My owl luck seems to have been waning as of late. I think many of the owls I have been seeing in the last two weeks have moved on south. Granted, I'm still seeing 2-3 owls per day, which is more than I could hope for most years, but I've kinda grown accustomed to seeing the magnificent critters every mile or so along our road.
I did an official owl survey yesterday, through the Minnesota Ornithologists' Union. Drove a 35 mile route and counted owl sightings. I picked a route based on where I've seen owls before. We made it a family project, with my husband driving and the kids in the back seat. Vincent, age 7, was going to be the official GPS recorder until we found out the batteries were low. Damn! And no, we did not kick back a Gluek Honey Bock or two along the way...although I maintain that drinking while driving is entirely different than driving drunk, which I do not endorse in any way, shape or form. ; ) So how many owls did we see for our trouble? ONE! Along the same route where I saw twelve one day driving home! And still no Northern Hawk Owl. This winter is my big chance, but I guess it's all up to chance. If one happens to be hunting along the road where I am driving, it will be an entry on my life list; if not, so be it. That's the way it happened with the painted bunting two summers ago. THREE MILES from my house, I have a copy of a digital video to prove it, and did I mention that the painted bunting is the reason I'm so crazy about birds in the first place, but did I get to see it up close and personal? No.
But I have been privileged to watch a great gray owl today from mostly inside my own home!

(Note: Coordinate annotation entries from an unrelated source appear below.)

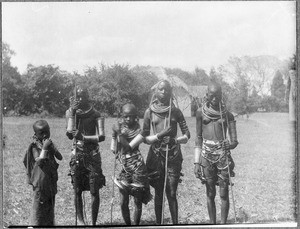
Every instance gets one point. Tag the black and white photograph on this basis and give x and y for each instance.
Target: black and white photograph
(149, 113)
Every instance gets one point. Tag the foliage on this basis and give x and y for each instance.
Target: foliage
(188, 78)
(45, 90)
(48, 88)
(112, 86)
(12, 85)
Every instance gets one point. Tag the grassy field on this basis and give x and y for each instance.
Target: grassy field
(263, 185)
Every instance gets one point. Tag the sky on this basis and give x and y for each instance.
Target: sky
(175, 34)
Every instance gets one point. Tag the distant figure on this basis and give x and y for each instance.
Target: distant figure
(4, 138)
(212, 150)
(85, 163)
(42, 174)
(291, 90)
(161, 112)
(133, 179)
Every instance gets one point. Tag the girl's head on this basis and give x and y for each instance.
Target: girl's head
(41, 129)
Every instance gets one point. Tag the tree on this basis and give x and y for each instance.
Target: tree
(12, 85)
(278, 87)
(49, 89)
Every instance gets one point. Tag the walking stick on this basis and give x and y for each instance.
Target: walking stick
(166, 167)
(227, 161)
(113, 187)
(75, 152)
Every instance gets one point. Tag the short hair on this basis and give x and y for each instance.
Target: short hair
(131, 107)
(40, 124)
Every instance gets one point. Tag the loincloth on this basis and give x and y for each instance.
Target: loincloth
(86, 169)
(156, 165)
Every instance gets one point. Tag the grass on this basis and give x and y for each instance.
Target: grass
(263, 186)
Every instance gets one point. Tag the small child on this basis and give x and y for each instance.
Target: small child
(133, 178)
(41, 168)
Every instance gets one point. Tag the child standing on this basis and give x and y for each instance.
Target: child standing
(41, 168)
(133, 179)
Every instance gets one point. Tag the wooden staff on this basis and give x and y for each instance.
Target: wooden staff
(75, 152)
(227, 161)
(166, 166)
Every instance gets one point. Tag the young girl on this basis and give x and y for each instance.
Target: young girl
(133, 179)
(42, 174)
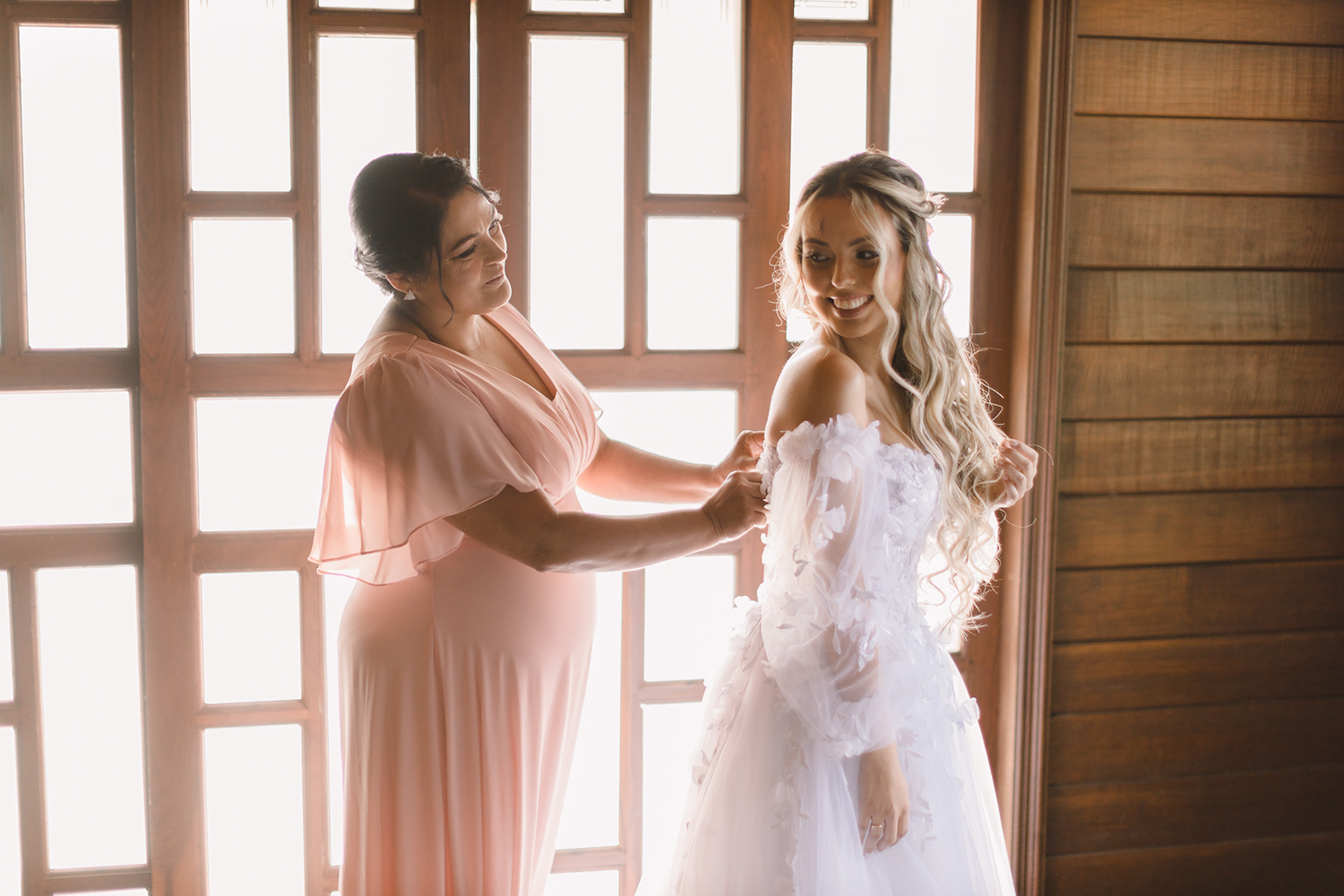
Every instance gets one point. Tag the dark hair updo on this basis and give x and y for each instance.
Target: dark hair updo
(397, 210)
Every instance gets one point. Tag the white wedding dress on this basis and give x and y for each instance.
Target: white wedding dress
(833, 659)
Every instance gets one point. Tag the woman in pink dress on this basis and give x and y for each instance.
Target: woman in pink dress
(449, 493)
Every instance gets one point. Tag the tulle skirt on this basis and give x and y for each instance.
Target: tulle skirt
(771, 814)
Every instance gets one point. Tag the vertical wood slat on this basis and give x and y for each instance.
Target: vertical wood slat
(171, 616)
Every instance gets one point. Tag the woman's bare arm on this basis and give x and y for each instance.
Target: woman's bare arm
(625, 473)
(524, 525)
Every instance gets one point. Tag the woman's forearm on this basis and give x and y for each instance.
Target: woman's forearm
(625, 473)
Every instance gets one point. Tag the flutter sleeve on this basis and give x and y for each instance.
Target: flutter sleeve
(409, 446)
(825, 630)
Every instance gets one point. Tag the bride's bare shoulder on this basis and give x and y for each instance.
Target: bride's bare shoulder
(817, 384)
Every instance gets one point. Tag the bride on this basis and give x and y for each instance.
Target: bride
(841, 754)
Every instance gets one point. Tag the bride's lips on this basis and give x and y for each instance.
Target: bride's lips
(849, 306)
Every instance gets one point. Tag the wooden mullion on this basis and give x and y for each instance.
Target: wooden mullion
(879, 77)
(637, 118)
(324, 21)
(32, 807)
(503, 142)
(13, 306)
(303, 86)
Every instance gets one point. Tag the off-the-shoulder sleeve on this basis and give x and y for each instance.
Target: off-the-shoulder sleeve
(825, 634)
(409, 446)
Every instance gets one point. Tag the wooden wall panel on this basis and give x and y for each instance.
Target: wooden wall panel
(1185, 672)
(1199, 527)
(1116, 77)
(1252, 21)
(1195, 810)
(1223, 598)
(1142, 230)
(1126, 382)
(1102, 457)
(1172, 742)
(1239, 868)
(1207, 155)
(1204, 306)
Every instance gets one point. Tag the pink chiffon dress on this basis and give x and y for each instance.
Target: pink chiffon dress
(461, 670)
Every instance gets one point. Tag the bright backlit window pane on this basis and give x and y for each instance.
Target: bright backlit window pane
(933, 90)
(688, 616)
(11, 855)
(65, 458)
(951, 245)
(355, 74)
(578, 5)
(577, 164)
(260, 461)
(74, 217)
(671, 737)
(239, 94)
(242, 287)
(830, 107)
(693, 282)
(688, 425)
(847, 10)
(89, 675)
(367, 4)
(5, 643)
(695, 97)
(335, 594)
(591, 810)
(254, 810)
(249, 625)
(583, 883)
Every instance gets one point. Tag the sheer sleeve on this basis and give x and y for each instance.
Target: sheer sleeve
(828, 635)
(409, 446)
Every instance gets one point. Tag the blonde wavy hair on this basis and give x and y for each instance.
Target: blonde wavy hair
(932, 368)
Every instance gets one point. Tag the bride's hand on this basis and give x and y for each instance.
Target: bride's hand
(742, 457)
(1016, 465)
(883, 799)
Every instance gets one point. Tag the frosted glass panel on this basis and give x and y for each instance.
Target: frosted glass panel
(89, 677)
(5, 642)
(260, 461)
(239, 94)
(693, 287)
(847, 10)
(951, 245)
(578, 191)
(357, 77)
(933, 90)
(74, 215)
(65, 458)
(254, 810)
(688, 425)
(367, 4)
(585, 883)
(671, 735)
(593, 801)
(11, 855)
(335, 594)
(249, 624)
(688, 616)
(578, 5)
(695, 97)
(242, 287)
(830, 107)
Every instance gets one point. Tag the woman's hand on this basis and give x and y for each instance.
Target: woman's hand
(883, 799)
(742, 457)
(737, 505)
(1016, 465)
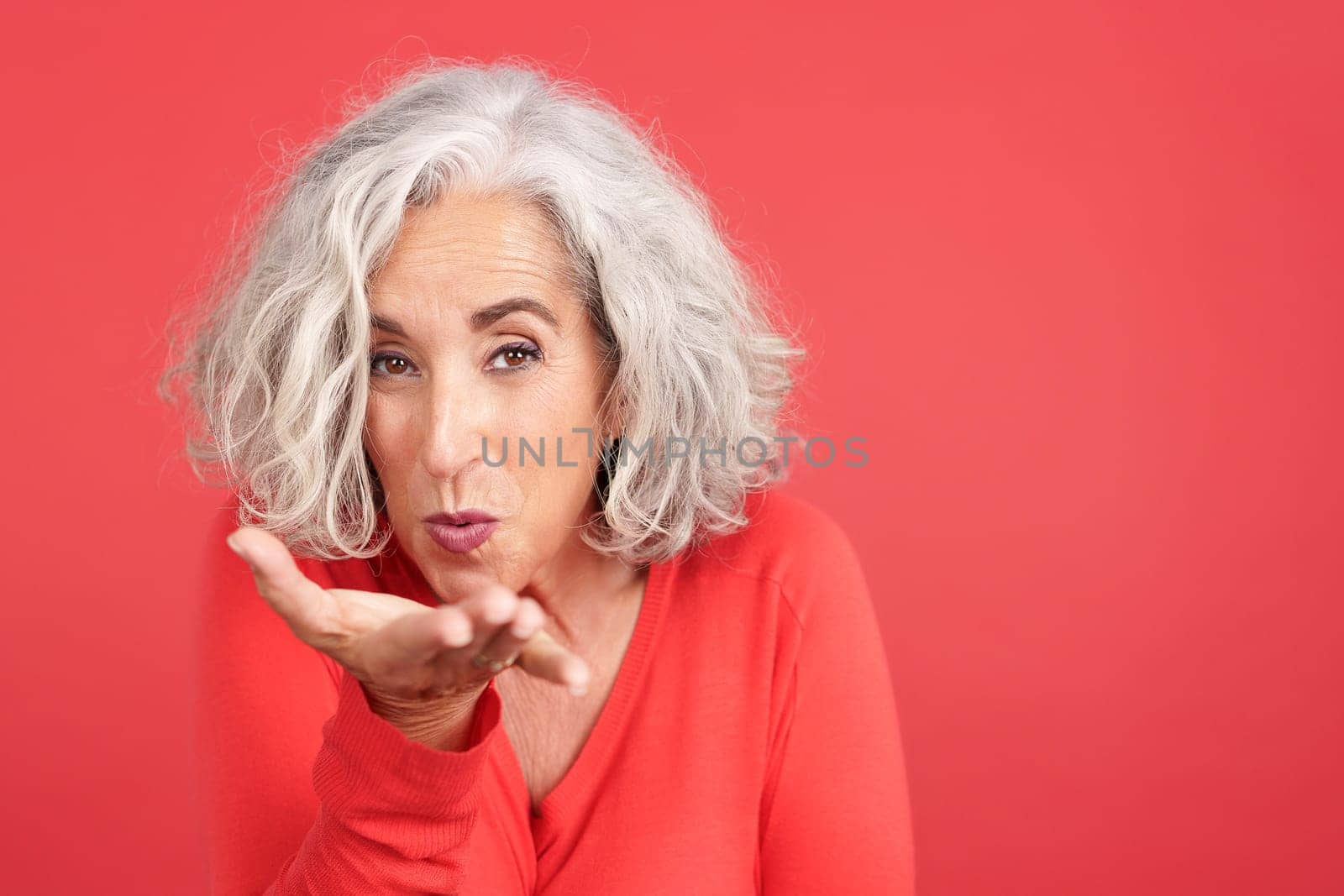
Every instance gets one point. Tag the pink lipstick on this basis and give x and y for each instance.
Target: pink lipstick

The first time I saw it, we were just sitting down to breakfast when I saw a cloud of redpolls and chickadees scatter from the bird feeder, followed by a huge wingspan swooping just over the feeder and off into the big white pines. Later I saw the same pair of wings silently flapping over to the clearing where we are building the new house and gardens. It perched for nearly an hour in an elm tree near the edge of the swamp, then changed perches once or twice before flying off into the tamaracks. I saw it later, perched on a tiny white pine near the side of the road. I did not see it take any prey, although I should walk over to the elm some time and look for pellets. The snow has a hard crust on top after a few days of temperatures above freezing, so I would imagine that would make hunting harder for them.
During the owl survey, well more likely after we had given up hope of breaking the record for most owls seen during a single survey period, we visited the home of Chris Brockman. He has built an Earth ship home that is completely off grid, not too far from my house. It is heated by a wood stove, which he hadn't operated for the last 3 days, and passive solar design with thermal mass from concrete and stone. The thing that I liked most was the smell of stone, of concrete, of earth, upon entering. It was not like a cement block basement at all, it was really cozy. And he had tomato plants in containers, in February, in Minnesota! So now I'm designing my combination greenhouse/garden shed/root cellar along the same lines.